Nginx request – throughput ~30000 requests/second.

curl -v 172.31.50.91/
*   Trying 172.31.50.91...
* TCP_NODELAY set
* Connected to 172.31.50.91 (172.31.50.91) port 80 (#0)
> GET / HTTP/1.1
> Host: 172.31.50.91
> User-Agent: curl/7.61.1
> Accept: */*
>
< HTTP/1.1 200 OK
< Server: nginx/1.20.0
< Date: Sun, 05 Mar 2023 07:58:39 GMT
< Content-Type: application/octet-stream
< Content-Length: 36
< Connection: keep-alive
< Content-Type: application/json
<
* Connection #0 to host 172.31.50.91 left intact
{"status": 200, "msg": "Good Luck!"}

Nginx and Rust server are running on separate ec2 instance c6a.large in same network.

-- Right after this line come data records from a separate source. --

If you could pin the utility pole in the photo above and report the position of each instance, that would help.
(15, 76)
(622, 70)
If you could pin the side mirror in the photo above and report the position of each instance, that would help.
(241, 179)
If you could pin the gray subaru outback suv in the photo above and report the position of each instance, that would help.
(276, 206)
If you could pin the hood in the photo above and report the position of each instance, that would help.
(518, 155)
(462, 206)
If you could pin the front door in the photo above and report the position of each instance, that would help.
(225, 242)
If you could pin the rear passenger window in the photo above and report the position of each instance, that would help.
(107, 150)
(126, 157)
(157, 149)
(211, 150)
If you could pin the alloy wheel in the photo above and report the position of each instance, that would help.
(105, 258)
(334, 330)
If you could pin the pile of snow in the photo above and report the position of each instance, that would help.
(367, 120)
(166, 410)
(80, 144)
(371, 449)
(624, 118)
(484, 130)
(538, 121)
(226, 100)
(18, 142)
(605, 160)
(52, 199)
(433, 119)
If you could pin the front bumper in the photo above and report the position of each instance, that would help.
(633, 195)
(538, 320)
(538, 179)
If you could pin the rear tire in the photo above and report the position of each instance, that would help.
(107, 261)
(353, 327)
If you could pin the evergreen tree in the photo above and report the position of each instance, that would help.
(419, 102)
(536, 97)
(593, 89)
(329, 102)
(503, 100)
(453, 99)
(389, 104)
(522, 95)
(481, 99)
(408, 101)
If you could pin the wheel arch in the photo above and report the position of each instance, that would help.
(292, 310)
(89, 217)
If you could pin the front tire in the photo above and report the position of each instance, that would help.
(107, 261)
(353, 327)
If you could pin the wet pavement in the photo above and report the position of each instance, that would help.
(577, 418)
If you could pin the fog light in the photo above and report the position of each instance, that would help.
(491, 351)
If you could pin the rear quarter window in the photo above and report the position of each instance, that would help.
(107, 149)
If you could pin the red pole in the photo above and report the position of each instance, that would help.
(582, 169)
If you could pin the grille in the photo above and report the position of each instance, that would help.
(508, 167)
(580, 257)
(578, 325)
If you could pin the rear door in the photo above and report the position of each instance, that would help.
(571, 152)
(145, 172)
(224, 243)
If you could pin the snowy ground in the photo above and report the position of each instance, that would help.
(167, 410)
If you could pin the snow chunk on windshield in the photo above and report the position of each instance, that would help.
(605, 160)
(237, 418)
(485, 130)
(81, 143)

In rust server I have 2 APIs

  1. Returns static response => Throughput 47000 requests/second
  2. Make HTTP request to Nginx server -> Parse Json -> Return parsed data. => Throughput 2462 requests/second. [Issue]

Similar benchmark done in GoLang which uses Fiber as http server in prefork model, json-iterator. It’s able to make call to nginx and return response at rate ~20000 requests/second. Which means there are no issues with infra/docker/client used to test rust server.

There must be something missing in my rust code which causes such regression when http call introduced.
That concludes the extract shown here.